Wednesday, January 28, 2009

Shuster offers amendment to Stimulus Bill

Today, Congressman Shuster offered an amendment to protect transportation funding in the stimulus bill being debated in the House.  During amendment debate, Shuster made the following remarks on the House Floor:

Representative Bill Shuster

January 28, 2009

Mr. Speaker,

My amendment is straightforward.  It simply ensures that states do not use federal funding provided in this bill to reduce state dollars that were already committed to projects.    

At the end of the day our goal is to have a net increase in total spending -- from all levels of government -- on infrastructure.  It does not make sense for us to provide additional federal transportation dollars if the States are going to turn around and cut their State transportation budgets. 

Under my amendment, if a State were to use stimulus funds to replace State funds that were already committed to a project, the appropriate federal agency would be empowered to re-capture those funds.

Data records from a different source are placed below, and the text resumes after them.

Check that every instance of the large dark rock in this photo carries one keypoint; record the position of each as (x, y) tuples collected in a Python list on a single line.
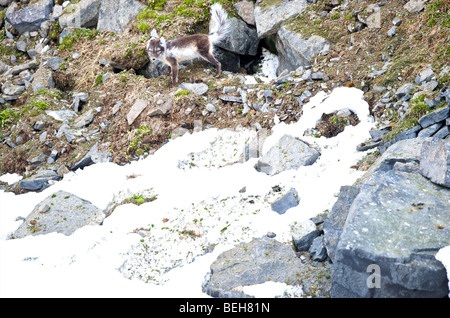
[(31, 17), (408, 134), (335, 221), (288, 153), (115, 15), (435, 161), (268, 17), (242, 39), (295, 51), (395, 226), (435, 117), (287, 201)]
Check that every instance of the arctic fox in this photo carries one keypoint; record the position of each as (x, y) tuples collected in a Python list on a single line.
[(192, 46)]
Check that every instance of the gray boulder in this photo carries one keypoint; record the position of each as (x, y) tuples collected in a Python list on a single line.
[(40, 180), (242, 39), (408, 134), (289, 153), (31, 17), (295, 51), (83, 14), (289, 200), (435, 161), (394, 227), (303, 234), (317, 251), (115, 15), (43, 79), (269, 17), (335, 221), (435, 117), (246, 10), (196, 88), (61, 212), (256, 262)]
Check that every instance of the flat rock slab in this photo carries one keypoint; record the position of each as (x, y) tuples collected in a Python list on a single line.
[(268, 17), (137, 108), (61, 212)]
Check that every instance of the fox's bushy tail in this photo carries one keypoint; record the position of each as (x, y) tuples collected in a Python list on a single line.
[(218, 26)]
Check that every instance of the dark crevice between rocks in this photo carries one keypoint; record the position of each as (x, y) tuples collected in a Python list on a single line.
[(231, 62)]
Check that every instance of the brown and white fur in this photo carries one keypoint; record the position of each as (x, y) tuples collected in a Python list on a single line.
[(192, 46)]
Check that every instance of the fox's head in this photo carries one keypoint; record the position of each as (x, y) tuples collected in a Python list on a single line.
[(156, 46)]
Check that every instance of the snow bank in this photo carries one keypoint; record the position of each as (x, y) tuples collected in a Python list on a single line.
[(197, 178)]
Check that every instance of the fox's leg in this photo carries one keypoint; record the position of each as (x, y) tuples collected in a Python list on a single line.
[(174, 67), (210, 58)]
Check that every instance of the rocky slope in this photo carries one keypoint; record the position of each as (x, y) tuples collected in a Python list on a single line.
[(78, 89)]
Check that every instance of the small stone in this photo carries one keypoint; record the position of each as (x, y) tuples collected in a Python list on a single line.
[(317, 76), (137, 108), (317, 251), (210, 107), (397, 21)]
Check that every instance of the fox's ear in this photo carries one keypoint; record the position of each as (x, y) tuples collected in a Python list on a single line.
[(154, 34)]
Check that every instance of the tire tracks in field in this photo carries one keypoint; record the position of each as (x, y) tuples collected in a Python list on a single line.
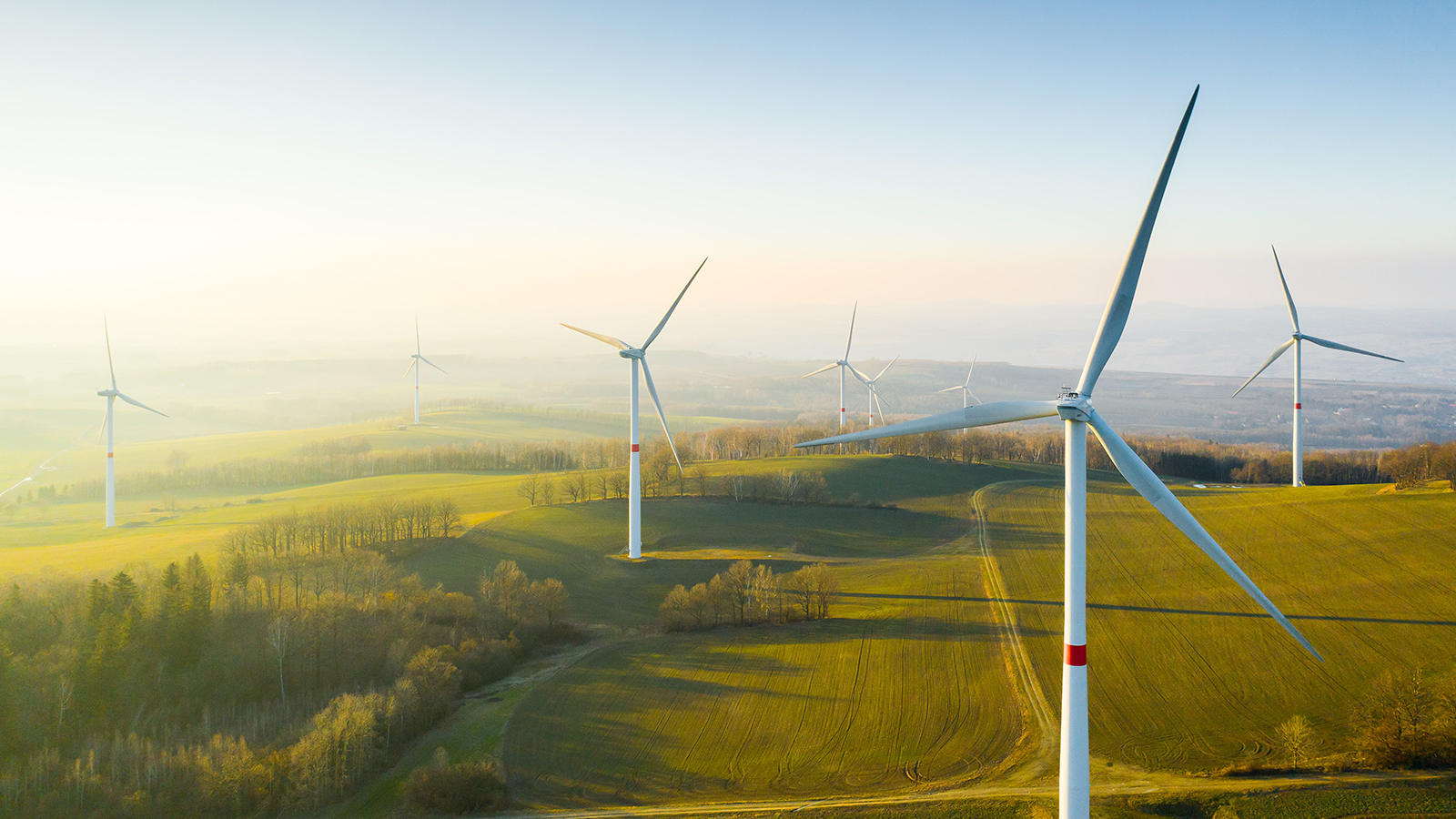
[(1034, 698)]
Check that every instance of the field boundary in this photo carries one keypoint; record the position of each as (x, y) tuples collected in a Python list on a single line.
[(1018, 661)]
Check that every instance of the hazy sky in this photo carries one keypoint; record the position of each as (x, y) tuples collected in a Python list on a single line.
[(276, 171)]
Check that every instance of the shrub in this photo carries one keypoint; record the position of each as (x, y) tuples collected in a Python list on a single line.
[(465, 787)]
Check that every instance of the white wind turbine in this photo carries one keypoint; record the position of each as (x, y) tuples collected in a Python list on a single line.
[(1295, 339), (414, 365), (638, 356), (965, 388), (111, 450), (1077, 413), (874, 390), (842, 365)]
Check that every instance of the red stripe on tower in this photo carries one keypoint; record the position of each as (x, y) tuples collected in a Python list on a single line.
[(1077, 656)]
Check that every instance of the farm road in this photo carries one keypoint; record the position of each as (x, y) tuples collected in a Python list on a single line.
[(1150, 610)]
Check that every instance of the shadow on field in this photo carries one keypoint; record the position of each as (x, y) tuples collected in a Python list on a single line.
[(1147, 610)]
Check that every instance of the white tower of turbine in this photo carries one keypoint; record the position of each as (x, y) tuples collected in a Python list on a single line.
[(111, 395), (638, 358), (842, 365), (874, 390), (414, 365), (1296, 341), (1075, 409), (965, 388)]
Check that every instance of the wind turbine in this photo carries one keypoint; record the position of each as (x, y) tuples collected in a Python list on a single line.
[(965, 388), (638, 356), (111, 450), (842, 365), (1077, 411), (1295, 339), (874, 390), (415, 366)]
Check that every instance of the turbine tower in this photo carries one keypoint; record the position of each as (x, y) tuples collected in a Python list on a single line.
[(874, 390), (111, 395), (965, 388), (414, 365), (1296, 341), (638, 356), (1077, 413), (842, 365)]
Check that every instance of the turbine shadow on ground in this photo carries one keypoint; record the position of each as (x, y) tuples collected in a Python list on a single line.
[(1148, 610)]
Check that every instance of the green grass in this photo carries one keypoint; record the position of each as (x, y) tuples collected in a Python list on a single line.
[(1184, 673), (899, 695)]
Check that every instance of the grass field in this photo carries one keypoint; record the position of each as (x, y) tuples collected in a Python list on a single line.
[(1184, 671)]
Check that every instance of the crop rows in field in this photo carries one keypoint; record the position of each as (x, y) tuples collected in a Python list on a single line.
[(909, 694), (1184, 671)]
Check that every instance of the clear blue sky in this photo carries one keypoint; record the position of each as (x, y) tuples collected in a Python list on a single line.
[(290, 169)]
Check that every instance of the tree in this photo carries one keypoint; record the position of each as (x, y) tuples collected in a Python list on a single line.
[(529, 487), (278, 640), (1298, 739), (551, 599)]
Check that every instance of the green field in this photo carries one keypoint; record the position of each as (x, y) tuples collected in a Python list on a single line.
[(1184, 672)]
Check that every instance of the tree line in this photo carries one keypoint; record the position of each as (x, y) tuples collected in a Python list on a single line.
[(351, 458), (749, 595), (167, 693), (1414, 465)]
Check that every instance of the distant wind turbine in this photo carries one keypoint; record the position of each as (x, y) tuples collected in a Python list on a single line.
[(965, 388), (1299, 366), (1077, 413), (842, 365), (108, 430), (874, 390), (638, 356), (414, 365)]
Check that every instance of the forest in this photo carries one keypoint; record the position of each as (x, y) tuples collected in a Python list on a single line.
[(271, 681)]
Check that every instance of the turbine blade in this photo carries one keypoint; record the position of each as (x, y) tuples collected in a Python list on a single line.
[(1114, 318), (109, 363), (1293, 317), (616, 343), (980, 416), (1147, 482), (662, 324), (652, 389), (135, 402), (824, 369), (1271, 359), (1347, 349)]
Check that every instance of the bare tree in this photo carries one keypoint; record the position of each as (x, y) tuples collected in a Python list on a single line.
[(529, 487), (278, 640), (1298, 739)]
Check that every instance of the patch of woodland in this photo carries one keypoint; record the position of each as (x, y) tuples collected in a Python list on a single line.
[(750, 595), (1407, 720), (271, 682)]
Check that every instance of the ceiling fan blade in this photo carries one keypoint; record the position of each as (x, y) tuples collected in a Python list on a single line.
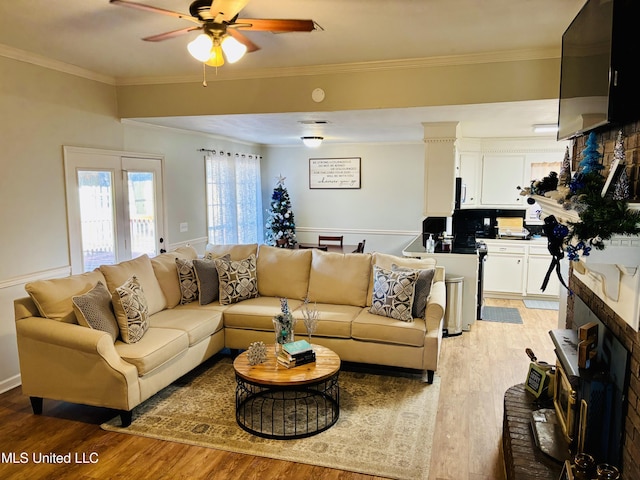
[(225, 10), (168, 35), (275, 25), (148, 8), (251, 47)]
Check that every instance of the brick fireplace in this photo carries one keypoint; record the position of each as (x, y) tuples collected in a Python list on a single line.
[(629, 338)]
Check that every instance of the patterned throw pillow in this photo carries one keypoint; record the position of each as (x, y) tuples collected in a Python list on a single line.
[(131, 310), (207, 277), (393, 293), (188, 281), (94, 310), (423, 288), (238, 279)]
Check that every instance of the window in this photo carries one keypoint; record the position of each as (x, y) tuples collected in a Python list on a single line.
[(234, 202)]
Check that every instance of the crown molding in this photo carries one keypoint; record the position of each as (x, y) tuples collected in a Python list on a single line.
[(229, 74)]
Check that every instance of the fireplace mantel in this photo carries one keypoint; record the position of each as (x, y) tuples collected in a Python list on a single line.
[(613, 274)]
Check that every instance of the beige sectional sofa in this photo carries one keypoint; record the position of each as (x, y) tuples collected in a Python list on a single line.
[(62, 359)]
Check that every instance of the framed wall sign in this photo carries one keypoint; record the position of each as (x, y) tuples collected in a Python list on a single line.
[(334, 172)]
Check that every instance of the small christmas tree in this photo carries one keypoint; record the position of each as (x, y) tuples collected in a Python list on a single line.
[(281, 227), (591, 156), (565, 171)]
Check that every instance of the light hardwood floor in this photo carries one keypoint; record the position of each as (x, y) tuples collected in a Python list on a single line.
[(476, 369)]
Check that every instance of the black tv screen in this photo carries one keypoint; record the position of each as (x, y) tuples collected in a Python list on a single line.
[(598, 85)]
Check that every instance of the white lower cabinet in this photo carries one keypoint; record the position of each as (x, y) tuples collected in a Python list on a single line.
[(516, 269), (504, 270)]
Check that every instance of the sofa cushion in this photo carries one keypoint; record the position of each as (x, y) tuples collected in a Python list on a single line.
[(132, 312), (236, 252), (95, 310), (338, 278), (237, 279), (368, 327), (283, 272), (197, 323), (53, 297), (208, 280), (385, 260), (393, 293), (157, 347), (187, 280), (141, 267), (257, 313), (423, 288), (164, 268)]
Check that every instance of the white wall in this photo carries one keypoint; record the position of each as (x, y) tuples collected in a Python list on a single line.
[(386, 210)]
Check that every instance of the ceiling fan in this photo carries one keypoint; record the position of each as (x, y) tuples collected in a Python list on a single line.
[(218, 20)]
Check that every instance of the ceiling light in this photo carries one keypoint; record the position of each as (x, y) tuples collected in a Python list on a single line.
[(545, 128), (200, 47), (233, 49), (312, 142)]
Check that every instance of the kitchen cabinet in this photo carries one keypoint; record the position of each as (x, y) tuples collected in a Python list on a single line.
[(516, 268), (538, 263), (504, 269), (501, 177)]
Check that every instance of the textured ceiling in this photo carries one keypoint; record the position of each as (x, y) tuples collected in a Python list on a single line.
[(106, 39)]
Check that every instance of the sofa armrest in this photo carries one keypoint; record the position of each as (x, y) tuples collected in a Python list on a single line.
[(69, 362)]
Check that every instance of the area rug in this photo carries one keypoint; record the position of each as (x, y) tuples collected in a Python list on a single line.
[(501, 314), (542, 304), (385, 427)]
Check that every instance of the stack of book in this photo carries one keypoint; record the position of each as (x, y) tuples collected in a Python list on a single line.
[(296, 353)]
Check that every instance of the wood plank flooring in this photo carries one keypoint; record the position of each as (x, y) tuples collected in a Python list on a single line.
[(476, 369)]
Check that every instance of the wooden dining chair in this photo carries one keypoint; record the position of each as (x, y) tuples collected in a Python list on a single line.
[(360, 248), (327, 239)]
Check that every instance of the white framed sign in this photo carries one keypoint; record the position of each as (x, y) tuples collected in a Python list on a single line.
[(334, 172)]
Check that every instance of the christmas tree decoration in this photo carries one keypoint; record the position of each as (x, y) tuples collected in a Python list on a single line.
[(281, 226), (565, 170), (591, 156)]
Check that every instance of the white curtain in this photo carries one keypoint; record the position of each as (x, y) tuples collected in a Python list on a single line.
[(234, 201)]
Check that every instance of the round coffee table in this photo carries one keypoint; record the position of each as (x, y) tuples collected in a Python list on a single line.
[(274, 401)]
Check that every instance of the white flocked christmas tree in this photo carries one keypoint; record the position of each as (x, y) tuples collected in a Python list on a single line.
[(281, 226)]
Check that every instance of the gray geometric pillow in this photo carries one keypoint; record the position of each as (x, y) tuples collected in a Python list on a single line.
[(393, 293), (188, 281), (238, 280), (207, 277), (132, 311), (423, 288), (94, 310)]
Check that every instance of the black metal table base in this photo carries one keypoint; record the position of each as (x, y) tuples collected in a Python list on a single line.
[(287, 412)]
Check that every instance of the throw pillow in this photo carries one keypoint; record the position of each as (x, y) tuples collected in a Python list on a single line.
[(423, 288), (393, 293), (94, 310), (187, 280), (238, 279), (132, 312), (207, 278)]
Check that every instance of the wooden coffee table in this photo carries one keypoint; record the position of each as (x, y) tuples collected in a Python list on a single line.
[(273, 401)]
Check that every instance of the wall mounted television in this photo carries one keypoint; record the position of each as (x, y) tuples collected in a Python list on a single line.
[(599, 85)]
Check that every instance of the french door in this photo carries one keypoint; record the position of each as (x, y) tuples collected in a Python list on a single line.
[(114, 206)]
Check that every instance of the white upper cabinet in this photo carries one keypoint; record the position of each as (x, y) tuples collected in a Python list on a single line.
[(501, 177)]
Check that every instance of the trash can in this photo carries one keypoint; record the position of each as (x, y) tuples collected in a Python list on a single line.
[(453, 311)]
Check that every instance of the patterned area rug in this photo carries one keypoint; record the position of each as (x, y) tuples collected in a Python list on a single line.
[(501, 314), (385, 427), (542, 304)]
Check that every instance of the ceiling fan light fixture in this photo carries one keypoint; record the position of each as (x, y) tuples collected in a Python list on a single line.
[(216, 59), (200, 47), (312, 142), (233, 49)]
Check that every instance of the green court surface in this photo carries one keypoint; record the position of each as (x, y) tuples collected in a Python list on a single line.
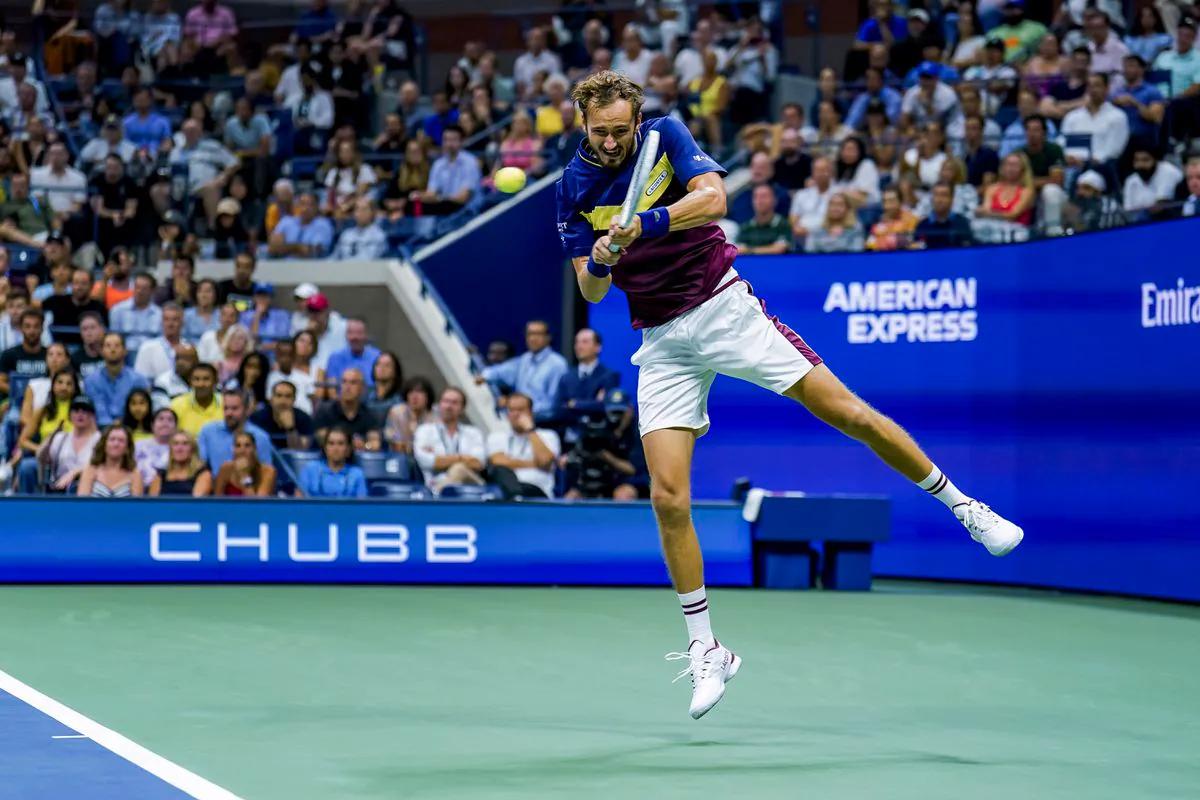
[(365, 693)]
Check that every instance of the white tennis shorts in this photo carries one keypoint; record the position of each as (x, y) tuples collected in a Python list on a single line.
[(729, 334)]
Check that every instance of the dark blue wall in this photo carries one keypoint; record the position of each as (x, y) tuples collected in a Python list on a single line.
[(1065, 411)]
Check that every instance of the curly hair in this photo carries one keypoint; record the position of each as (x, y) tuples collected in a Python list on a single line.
[(605, 89)]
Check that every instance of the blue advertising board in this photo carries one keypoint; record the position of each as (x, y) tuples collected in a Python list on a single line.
[(367, 541), (1057, 380)]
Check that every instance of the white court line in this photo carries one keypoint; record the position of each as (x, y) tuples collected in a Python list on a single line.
[(115, 743)]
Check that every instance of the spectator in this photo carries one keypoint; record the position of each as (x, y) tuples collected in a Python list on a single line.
[(809, 204), (454, 178), (943, 227), (174, 383), (1108, 126), (840, 230), (153, 453), (112, 471), (157, 355), (405, 417), (334, 476), (286, 368), (137, 318), (1152, 184), (894, 228), (246, 474), (522, 462), (201, 405), (767, 233), (366, 240), (185, 474), (287, 426), (449, 451), (304, 234), (216, 439), (351, 411)]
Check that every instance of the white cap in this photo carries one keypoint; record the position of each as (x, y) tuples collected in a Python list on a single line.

The American Society of Civil Engineers recently gave America’s Infrastructure a “D” in their 2009 Report Card for America’s Infrastructure.  They estimate that more than $2 Trillion dollars needs to be invested over the next 5 years to improve the condition of our nation’s infrastructure.  We make no progress toward meeting these needs if we allow states to decrease state funding for infrastructure at the same rate that we are increasing federal funding for infrastructure.

In recent testimony before the Transportation Committee Tom Donahue of the U.S. Chamber of Commerce commented on his concerns regarding the stimulus package, “While the Chamber supports federal spending on an array of near-term infrastructure efforts, Congress and the Obama administration must ensure the accountability and transparency of these efforts.  If Congress and the administration do not take the necessary steps to ensure this money is spent where it is most needed, there is a real chance this effort could fail and billions of taxpayer dollars could be wasted.  Furthermore, if States divert their transportation dollars to other projects as a result of increased federal funding, this stimulus will be for naught.”

Mr. Donahue hits the nail right on the head, if we allow states to divert State dollars that were previously programmed for infrastructure projects we will make no progress in creating new jobs and no progress on meeting the enormous infrastructure needs of this country.

Mr. Speaker, I would also point out that transportation and infrastructure projects have a proven track record of creating jobs.  However, the infrastructure component of this measure is relatively small.  Transportation funding is roughly 8 percent of the total spending in the bill, yet it is responsible for creating 45 percent of the jobs HR 1 is expected to generate.  Logic, it seems to me, would dictate that if we are going to spend $1 trillion in taxpayer money we should invest more robustly in projects that we know create jobs and ensure that the funding is used as Congress intended.